You’ll also want to take a gander at the images collected below.  These selections from the collections of the University Archives illustrate how the school spread the word on the new name and all the events that surrounded this pivotal moment in university history.


PCW officials chose to name the college after Lord Chatham in recognition of his passion for education and democratic ideals.


On November 5, 1955, the school newspaper led with a bold headline announcing the name change from Pennsylvania College for Women to Chatham College.


David Lawrence, then-mayor of Pittsburgh, stands with Jane Stocker Burfoot from Chatham College’s Class of 1957. Together they are celebrating PCW having changed its name to Chatham College.


Students commemorate the name change by holding a Chatham College banner over the institution’s former PCW-marked entryway.


The school produced this small brochure to promote awareness of the new name.  The image above is the front cover.

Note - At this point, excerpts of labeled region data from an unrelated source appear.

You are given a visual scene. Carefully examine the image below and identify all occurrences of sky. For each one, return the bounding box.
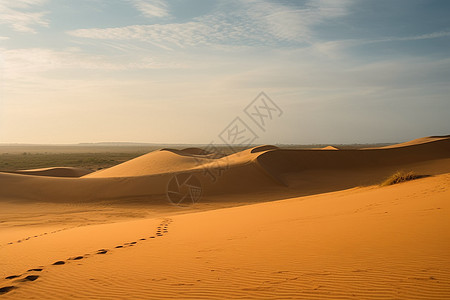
[0,0,450,144]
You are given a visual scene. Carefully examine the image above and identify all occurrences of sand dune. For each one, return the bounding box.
[322,146,339,150]
[0,174,450,299]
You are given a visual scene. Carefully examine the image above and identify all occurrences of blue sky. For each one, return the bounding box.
[0,0,450,144]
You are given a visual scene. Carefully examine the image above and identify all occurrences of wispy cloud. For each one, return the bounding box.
[132,0,169,18]
[0,48,182,80]
[68,0,354,48]
[371,31,450,43]
[0,0,49,33]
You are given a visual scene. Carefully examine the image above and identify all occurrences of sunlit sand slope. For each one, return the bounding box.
[0,137,450,203]
[0,172,450,300]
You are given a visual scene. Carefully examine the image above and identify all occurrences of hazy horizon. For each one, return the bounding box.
[0,0,450,144]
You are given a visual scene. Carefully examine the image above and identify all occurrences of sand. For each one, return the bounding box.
[0,137,450,299]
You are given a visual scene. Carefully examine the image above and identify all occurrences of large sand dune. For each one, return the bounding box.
[0,136,450,299]
[0,137,450,203]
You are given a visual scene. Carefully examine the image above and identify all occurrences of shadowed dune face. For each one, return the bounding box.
[0,138,450,204]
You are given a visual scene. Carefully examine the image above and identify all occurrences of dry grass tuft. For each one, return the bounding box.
[381,171,428,186]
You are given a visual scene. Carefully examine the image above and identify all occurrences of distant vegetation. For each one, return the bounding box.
[381,171,428,186]
[0,143,394,172]
[0,152,144,171]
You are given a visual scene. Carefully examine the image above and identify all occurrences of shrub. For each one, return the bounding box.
[381,171,427,186]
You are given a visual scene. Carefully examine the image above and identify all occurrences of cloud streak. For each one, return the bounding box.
[68,0,354,48]
[0,0,49,33]
[132,0,169,18]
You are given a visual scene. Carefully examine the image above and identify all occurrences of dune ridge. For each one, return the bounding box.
[0,137,450,204]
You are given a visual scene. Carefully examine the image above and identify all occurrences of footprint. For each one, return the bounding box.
[0,286,16,295]
[21,275,39,281]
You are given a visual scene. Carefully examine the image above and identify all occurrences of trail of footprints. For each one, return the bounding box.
[0,225,83,247]
[0,218,172,296]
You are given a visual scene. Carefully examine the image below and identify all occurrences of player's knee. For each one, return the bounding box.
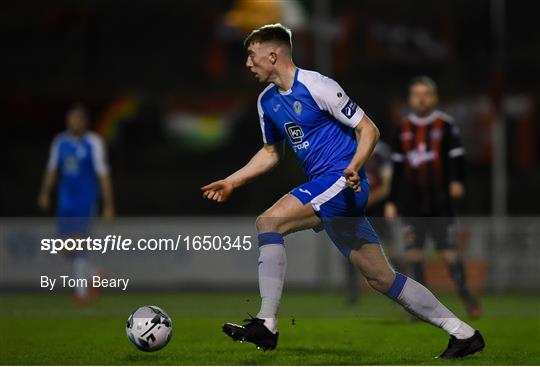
[255,212,282,233]
[366,271,395,293]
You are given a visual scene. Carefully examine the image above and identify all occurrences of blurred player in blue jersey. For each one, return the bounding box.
[38,105,114,303]
[202,24,484,358]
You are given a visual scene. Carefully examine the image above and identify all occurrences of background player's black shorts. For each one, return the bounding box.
[402,217,458,250]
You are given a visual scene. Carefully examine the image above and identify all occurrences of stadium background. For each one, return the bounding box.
[0,0,540,364]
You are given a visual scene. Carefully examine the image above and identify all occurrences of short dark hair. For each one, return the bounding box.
[409,75,437,94]
[244,23,292,51]
[66,103,90,123]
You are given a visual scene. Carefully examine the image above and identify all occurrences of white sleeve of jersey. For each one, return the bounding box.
[47,136,60,172]
[298,71,364,128]
[89,133,109,176]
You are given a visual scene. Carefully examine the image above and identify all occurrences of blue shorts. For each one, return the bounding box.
[58,203,96,237]
[290,172,380,257]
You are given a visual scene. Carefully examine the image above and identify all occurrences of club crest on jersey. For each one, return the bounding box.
[293,101,302,116]
[341,99,358,119]
[284,122,309,152]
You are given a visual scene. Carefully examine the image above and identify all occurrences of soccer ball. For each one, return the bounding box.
[126,306,172,352]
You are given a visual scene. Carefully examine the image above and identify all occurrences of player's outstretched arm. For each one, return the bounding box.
[343,115,380,192]
[201,144,281,202]
[38,170,56,211]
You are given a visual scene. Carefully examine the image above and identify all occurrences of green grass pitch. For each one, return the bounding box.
[0,291,540,365]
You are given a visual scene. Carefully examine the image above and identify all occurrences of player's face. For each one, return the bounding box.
[67,110,86,136]
[246,42,276,83]
[409,84,438,116]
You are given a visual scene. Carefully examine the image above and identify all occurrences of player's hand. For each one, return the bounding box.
[384,202,397,220]
[449,181,465,199]
[102,205,115,220]
[343,167,362,192]
[201,180,234,203]
[38,194,51,211]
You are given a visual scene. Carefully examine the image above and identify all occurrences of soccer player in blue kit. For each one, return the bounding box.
[38,105,114,303]
[201,24,484,358]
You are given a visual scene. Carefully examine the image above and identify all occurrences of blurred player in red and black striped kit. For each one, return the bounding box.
[385,76,481,318]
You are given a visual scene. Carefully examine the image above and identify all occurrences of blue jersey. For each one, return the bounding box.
[257,68,366,180]
[47,132,108,216]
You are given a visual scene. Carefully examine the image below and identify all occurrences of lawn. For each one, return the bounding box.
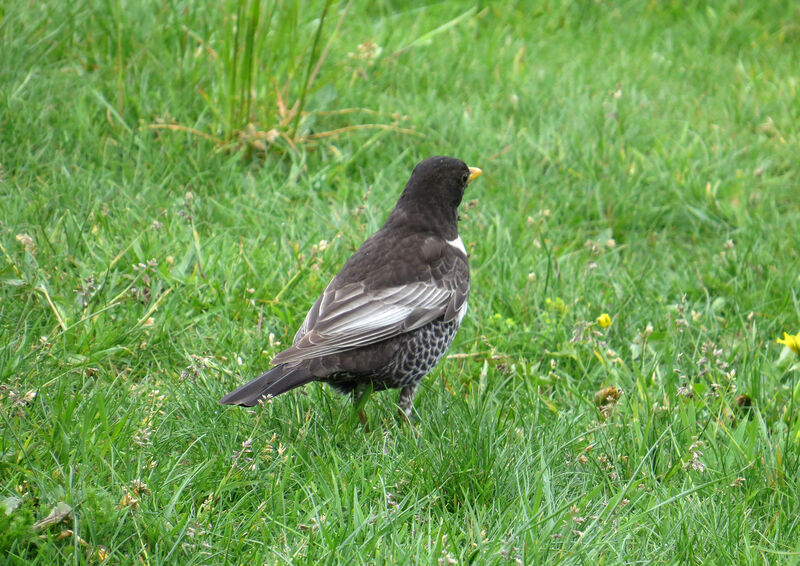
[0,0,800,565]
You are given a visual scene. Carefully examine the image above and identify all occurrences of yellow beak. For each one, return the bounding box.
[467,167,483,183]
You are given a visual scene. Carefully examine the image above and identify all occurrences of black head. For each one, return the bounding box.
[387,156,481,239]
[401,156,471,207]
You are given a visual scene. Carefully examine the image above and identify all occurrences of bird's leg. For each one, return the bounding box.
[397,383,417,422]
[352,383,372,432]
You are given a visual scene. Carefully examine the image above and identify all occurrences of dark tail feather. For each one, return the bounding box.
[219,364,315,407]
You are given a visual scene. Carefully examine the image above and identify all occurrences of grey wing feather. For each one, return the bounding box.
[272,271,469,364]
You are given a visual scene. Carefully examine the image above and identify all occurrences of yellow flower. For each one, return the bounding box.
[778,332,800,356]
[597,312,611,328]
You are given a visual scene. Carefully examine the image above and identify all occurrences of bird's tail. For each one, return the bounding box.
[219,364,315,407]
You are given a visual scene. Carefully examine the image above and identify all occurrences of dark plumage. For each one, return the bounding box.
[220,157,481,415]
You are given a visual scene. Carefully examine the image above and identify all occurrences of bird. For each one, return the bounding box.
[219,156,482,426]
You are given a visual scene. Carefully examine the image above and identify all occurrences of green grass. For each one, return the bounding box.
[0,0,800,564]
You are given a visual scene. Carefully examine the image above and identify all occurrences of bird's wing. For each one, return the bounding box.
[272,262,469,364]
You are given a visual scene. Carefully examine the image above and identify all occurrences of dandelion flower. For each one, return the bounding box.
[778,332,800,356]
[597,312,611,328]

The brochure outlines the reasons for the name change and the reason for the selection of the name Chatham.


The brochure closes with an expression of Chatham’s continuing dedication to providing quality education.


A mailing card distributed to alumni around the time the college changed its name.


The front cover of the dedication dinner program, which took place two weeks after PCW changed its name to Chatham College.

…And just the day before, former US President Dwight D. Eisenhower commended President Anderson and the Chatham community on the college’s huge accomplishment!


We’ve got room for just one more picture…


This booklet was distributed to the Chatham community and alumni shortly after the institution changed its name. It contains personal remarks from then-President Paul Anderson, Vice Chairman of the Board of Trustees George Lockhart, and Chairman of the Allegheny Conference on Community Development Arthur Van Buskirk on the role of the school in the intellectual and cultural life of the region.

Hungry for more history?  Come see us during University Archives Office Hours on Mondays from 1:00 – 5:00 and Thursdays from 1:30 – 3:30 or by appointment.  We’d love to share with you more about the name change to Chatham or any other aspect of university history you’re curious about!

January 15, 2016
by library

Vintage Chatham Music to Air on WESA’s Rhythm Sweet & Hot Radio Show

You’re probably familiar with the Song Contest as one of the longest-running and most cherished of all the Chatham traditions, but have you heard any of the vintage recordings of these tunes in the University Archives?  You’ll have a chance this weekend as Chatham’s Archivist Molly Tighe joins the hosts of WESA’s Rhythm Sweet & Hot for a chat and a spin around the vinyl grooves cut by PCW singers all the way back in 1947.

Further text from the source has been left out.